The authority said rising adult social care costs, increased numbers of children needing care, landfill tax bills, fuel and energy prices and inflation are the major budget pressures.
So far job losses at the council have been on a voluntary basis but compulsory redundancies in the latest round of cuts have not been ruled out.
Labour councillor Keith Wakefield, leader of Leeds Council, said: “The scale of the challenge we face is massive. Government funding is being slashed at the same time that demand for services is rapidly increasing.
“We had nearly 30,000 referrals to children’s services last year, we have an ageing population and a population with rising expectations of the care they will receive when they need it.
“We are continuing to prioritise funding for our elderly and our young people, but we also need to ensure we are securing investment and developing partnerships that will deliver jobs and homes.

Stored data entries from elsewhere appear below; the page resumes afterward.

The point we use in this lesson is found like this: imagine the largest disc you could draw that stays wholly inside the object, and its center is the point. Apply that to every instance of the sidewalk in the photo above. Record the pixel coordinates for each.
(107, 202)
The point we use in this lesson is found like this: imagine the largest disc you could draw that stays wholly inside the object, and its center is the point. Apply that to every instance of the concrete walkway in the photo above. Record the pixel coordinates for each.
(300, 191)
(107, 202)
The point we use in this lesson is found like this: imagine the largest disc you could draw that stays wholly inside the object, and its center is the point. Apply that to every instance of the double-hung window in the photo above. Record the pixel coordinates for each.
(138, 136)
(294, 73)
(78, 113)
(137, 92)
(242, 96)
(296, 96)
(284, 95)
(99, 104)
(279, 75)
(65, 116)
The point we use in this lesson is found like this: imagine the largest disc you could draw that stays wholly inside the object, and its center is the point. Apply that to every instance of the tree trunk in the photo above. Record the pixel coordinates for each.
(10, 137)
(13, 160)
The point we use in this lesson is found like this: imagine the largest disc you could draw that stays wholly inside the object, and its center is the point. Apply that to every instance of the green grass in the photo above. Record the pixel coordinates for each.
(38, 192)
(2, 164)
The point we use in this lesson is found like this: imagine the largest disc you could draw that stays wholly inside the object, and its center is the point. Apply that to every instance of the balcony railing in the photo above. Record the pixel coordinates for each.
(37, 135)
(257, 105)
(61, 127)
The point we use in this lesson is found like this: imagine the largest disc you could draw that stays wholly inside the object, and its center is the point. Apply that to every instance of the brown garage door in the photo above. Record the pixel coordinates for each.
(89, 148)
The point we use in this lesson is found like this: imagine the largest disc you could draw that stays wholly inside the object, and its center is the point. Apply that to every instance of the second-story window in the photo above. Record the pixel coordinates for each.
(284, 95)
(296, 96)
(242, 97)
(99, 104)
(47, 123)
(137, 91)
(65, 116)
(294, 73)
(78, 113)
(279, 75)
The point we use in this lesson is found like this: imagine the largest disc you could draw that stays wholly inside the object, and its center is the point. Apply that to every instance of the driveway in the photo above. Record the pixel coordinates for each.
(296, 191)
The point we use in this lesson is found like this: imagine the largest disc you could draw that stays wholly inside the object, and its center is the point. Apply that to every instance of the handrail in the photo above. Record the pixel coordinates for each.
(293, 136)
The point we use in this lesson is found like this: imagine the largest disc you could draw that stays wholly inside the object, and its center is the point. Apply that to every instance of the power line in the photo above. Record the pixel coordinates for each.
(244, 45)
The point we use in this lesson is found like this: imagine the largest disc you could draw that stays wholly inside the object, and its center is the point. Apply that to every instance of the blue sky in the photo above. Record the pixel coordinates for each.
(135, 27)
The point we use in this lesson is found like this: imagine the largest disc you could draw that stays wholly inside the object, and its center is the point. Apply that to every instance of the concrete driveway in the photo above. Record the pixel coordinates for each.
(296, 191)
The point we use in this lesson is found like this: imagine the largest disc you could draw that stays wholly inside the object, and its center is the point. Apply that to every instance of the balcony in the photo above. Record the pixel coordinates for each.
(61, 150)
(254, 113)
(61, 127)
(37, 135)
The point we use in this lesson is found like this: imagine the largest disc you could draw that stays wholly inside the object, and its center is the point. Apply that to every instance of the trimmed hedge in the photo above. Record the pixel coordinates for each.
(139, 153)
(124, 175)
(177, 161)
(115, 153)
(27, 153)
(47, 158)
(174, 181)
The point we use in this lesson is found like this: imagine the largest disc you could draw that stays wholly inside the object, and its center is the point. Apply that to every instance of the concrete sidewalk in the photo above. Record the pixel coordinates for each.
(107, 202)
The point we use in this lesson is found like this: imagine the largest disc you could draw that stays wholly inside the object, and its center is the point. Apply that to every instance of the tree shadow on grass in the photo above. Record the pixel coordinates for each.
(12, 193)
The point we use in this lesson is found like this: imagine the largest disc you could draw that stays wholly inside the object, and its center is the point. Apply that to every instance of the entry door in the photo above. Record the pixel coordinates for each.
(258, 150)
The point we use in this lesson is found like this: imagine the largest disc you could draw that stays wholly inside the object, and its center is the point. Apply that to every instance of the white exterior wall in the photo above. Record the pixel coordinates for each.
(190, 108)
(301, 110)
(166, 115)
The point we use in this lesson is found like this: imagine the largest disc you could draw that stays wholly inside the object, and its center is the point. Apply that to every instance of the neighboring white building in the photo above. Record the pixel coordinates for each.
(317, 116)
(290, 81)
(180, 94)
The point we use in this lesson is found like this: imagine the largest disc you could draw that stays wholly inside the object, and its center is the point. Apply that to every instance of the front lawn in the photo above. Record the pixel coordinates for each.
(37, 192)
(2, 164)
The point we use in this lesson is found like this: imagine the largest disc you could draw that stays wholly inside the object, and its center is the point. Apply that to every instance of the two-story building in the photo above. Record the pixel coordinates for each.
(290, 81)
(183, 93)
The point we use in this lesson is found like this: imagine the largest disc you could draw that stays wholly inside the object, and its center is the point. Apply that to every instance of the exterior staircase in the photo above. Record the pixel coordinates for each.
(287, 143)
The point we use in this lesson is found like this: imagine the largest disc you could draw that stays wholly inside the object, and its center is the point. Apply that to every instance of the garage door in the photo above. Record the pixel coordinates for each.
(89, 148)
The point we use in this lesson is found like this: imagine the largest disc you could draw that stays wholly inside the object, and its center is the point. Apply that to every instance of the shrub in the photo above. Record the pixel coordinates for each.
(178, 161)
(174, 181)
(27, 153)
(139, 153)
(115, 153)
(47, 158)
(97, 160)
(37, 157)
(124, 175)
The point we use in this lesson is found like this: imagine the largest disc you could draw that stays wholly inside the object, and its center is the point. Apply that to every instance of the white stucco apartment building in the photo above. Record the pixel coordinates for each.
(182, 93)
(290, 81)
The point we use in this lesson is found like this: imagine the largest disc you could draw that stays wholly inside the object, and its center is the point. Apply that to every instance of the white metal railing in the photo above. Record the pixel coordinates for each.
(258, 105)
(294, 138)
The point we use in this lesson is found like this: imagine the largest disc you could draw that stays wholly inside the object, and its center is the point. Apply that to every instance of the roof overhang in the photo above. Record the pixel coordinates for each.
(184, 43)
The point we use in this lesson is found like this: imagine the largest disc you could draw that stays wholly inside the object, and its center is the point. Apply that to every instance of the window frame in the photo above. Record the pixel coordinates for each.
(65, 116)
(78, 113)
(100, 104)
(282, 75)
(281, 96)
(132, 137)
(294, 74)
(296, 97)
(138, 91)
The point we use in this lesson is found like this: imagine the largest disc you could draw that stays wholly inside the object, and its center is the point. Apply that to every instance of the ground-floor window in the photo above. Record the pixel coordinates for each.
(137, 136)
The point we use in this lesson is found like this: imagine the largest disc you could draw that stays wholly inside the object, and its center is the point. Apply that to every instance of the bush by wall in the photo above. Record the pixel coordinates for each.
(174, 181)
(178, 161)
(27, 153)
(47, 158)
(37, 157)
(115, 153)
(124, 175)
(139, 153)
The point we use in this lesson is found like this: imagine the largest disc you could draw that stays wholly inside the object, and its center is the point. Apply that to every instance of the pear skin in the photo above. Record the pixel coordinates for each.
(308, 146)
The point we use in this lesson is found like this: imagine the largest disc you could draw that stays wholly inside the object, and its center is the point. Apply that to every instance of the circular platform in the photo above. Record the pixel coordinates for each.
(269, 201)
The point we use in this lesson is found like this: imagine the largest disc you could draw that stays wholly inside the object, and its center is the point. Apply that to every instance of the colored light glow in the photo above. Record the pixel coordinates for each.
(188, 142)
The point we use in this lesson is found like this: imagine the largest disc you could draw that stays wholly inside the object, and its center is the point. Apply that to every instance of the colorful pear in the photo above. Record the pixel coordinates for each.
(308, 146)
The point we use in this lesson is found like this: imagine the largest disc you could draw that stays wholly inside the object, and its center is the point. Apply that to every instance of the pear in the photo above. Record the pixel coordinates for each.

“Help is simply not going to come from the Government so it is vital we take action here in Leeds to make those ambitions a reality.
“The only way we will really find innovative ways to make the most of rapidly reducing funding is by changing the way we ourselves do business.
“That is why this budget places much more emphasis on working with our partners in the voluntary and private sectors, as well as encouraging closer working between different council departments.”
While the £55m savings are needed to balance the books for the year 2012/13, the council anticipates the need to save a further £43m the following year, 2013/14.
Mr Wakefield said council leaders were trying hard to keep job losses to a minimum.
“Despite the massive financial challenges we are facing, we have tried very hard to keep any job losses to a minimum.
“Where we have had to cut jobs, so far all have been on a voluntary basis, either through our early leavers initiative or through voluntary severance.
“We still have huge savings to make, so unfortunately we cannot rule out compulsory redundancies at some stage, although such decisions will not be taken lightly.”
A report to be discussed by the council’s executive board next Wednesday warns that further reductions in posts will be needed in 2013/14 and 2014/15 in order to reach a target of 2,500.
The report says: “Our approach will mean that staff will leave the authority from across the whole range of services and it will be necessary therefore to manage this very carefully and make arrangements to retrain and redeploy staff where appropriate.”
A council spokesman said the staff reductions were expected to be achieved through a combination of continuing the current recruitment freeze, with replacements of leavers restricted to essential posts only.